You may have dissected owl gastric pellets in elementary school—the regurgitated remains of the bird’s last meal, usually bones, teeth, and fur of small mammals. Although relatively common today, examples of gastric pellets in the fossil record are extremely rare, and connecting a fossil regurgitate to a “regurgitator” is an even trickier task.
A series of recent discoveries, to be published in the journal Palaeontology, provides a rare link between pellets and pellet producer in the fossil record. Researchers identify two fossilized gastric pellets from Egg Mountain, a well-known 76-million-year-old dinosaur nesting site in Montana, USA. The fossil gastric pellets are made up of clusters of bones primarily belonging to the small mammal Alphadon halleyi, a relative of modern marsupials. One pellet contains parts from three individuals, and the second parts of 10 Alphadon and an unidentified lizard. Most bones in the pellets consist of broken jaws, and some limb bones showing signs of etching by digestive acids.
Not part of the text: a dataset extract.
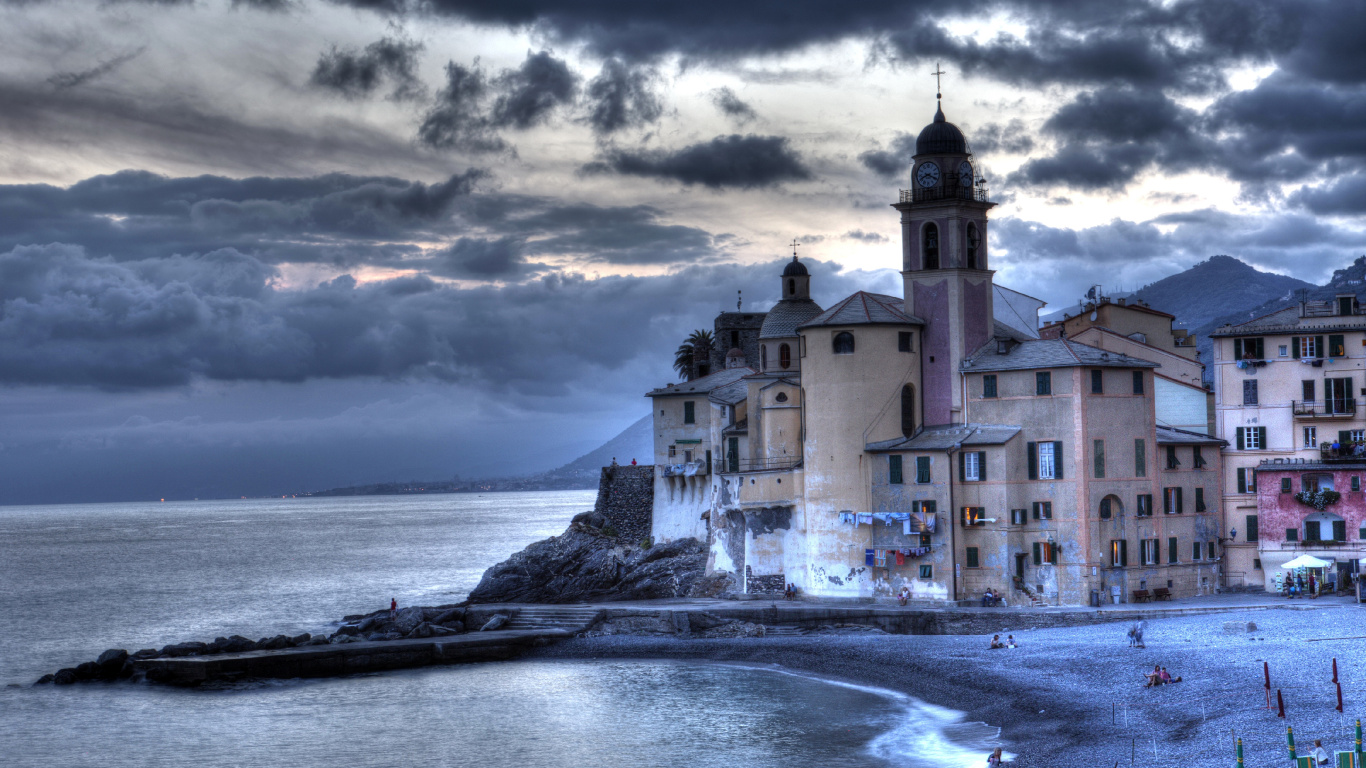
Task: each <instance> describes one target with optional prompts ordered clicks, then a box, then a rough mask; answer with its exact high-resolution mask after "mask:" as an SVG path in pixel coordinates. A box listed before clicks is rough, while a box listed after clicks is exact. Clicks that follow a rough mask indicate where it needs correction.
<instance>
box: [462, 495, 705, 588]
mask: <svg viewBox="0 0 1366 768" xmlns="http://www.w3.org/2000/svg"><path fill="white" fill-rule="evenodd" d="M731 588H732V582H731V579H729V578H725V577H708V575H706V547H705V545H703V544H702V543H701V541H698V540H695V538H683V540H678V541H669V543H667V544H657V545H652V544H650V543H649V541H643V543H638V544H637V543H630V541H626V540H624V538H623V537H622V536H619V534H617V532H616V530H613V527H612V525H611V523H609V522H608V518H607V517H604V515H602V514H600V512H596V511H594V512H582V514H579V515H576V517H575V518H574V521H572V522H571V523H570V527H568V530H566V532H564V533H561V534H560V536H553V537H550V538H546V540H544V541H537V543H535V544H531V545H530V547H527V548H526V549H523V551H520V552H518V553H515V555H512V556H511V558H508V559H507V560H504V562H501V563H499V564H496V566H493V567H492V568H489V570H488V571H485V573H484V578H482V579H481V581H479V585H478V586H477V588H474V592H471V593H470V603H474V604H485V603H585V601H605V600H661V599H667V597H714V596H719V594H721V593H724V592H728V590H731Z"/></svg>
These specimens are the oldest known mammal-bearing gastric pellets to date, and the first reported from the Mesozoic.
Who may have eaten and subsequently regurgitated these mammals 76 million years ago? Based on the geological context and fossil record at Egg Mountain, the best candidate as the producer of the fossil pellets is the bird-like dinosaur Troodon formosus. Numerous shed Troodon teeth, as well as egg clutches and other nesting evidence, suggests Troodon may have spent a lot of time in the area—much like living birds of prey who feed and cough up pellets at their favorite roost or nest spots.
The possible Troodon pellets (top row) share similarities with pellets of extant raptorial birds (bottom row), including an over-abundance of jaws compared to limb bones, high proportions of broken bones, and alteration of bone surfaces attributable to digestive acids. For raptors today, the features of the prey bones are due to handling and tearing chunks of flesh during feeding (instead of swallowing prey whole). Troodon may have fed similarly. Extant mammal bones from Fernández et al. (2012) and Souttou et al. (2012). Click to enlarge.
These mammal-bearing Troodon pellets are important for several reasons. Rather than swallowing its food whole, like owls, the features of the included Alphadon bones suggest Troodon would have handled its food while it fed—perhaps using its feet or hands—in a similar manner to modern hawks, harriers, and kestrels. This feeding behavior may have also occurred at night. Troodon would have had large eyes and excellent vision, and Alphadon (like many other Cretaceous mammals) may have been nocturnal. Finally, these potential Troodon pellets challenge the idea that pellet production in modern birds evolved to reduce their body weight for flight, but instead may have evolved in their flightless relatives to increase their digestive efficiency to accommodate an enhanced metabolism.
An additional, recently published study by Varricchio, Hogan and Freimuth highlights these implications for Troodon life habits in a broader context, in combination with reproductive behaviors and physiology, intelligence, and speculative tool use. These new studies provide fresh insight into how these dinosaurs would have interacted with mammals, other organisms, and their environment during the Cretaceous.
Examples of broken Alphadon jaws from one of the Egg Mountain fossil gastric pellets. Broken tooth-bearing jaws are common in both gastric pellet specimens, likely because teeth are difficult to digest for many predators.